Griffin took my stunned silence as an excuse to extricate himself from the awkward situation. “Nice meeting you, man. I guess I’ll see you at the wedding,” he said to Sam. Then he touched my arm and said, “Neilly, I’m going back downstairs to check out the band’s next set. Talk to you later, okay?”
I could only nod and watch him walk away. Damn, he had a cute butt.

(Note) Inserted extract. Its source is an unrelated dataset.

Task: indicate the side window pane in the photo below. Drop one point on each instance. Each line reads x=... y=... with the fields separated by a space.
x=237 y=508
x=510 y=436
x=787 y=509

“So what do you say, Neilly?” Sam asked, interrupting my lascivious thoughts about Griffin.
I turned my full attention to him and stuck my hands on my hips. “Why should I let you take me anywhere after what you did?”
“I know what I did was wrong, babe,” he said. “I let all the shit my friends and my parents were throwing around get the best of me, and I’m not proud of caving like that. I guess I just thought I could get them off my back, show them what a man I was, by hooking up with someone else.”
What flawed logic—like being an immoral person would make other people respect you more. “What kind of a man screws over someone he supposedly cares about?”
Sam shrugged. “I mean, a total asshole, I guess. But I was just so sick of them calling me a pussy-whipped fag. Neilly, I’m really sorry, and if it makes any difference, I totally realized none of that matters. What matters is that I love you, and I don’t care what anyone else says about that, or us, or your dad. I just want to be with you.”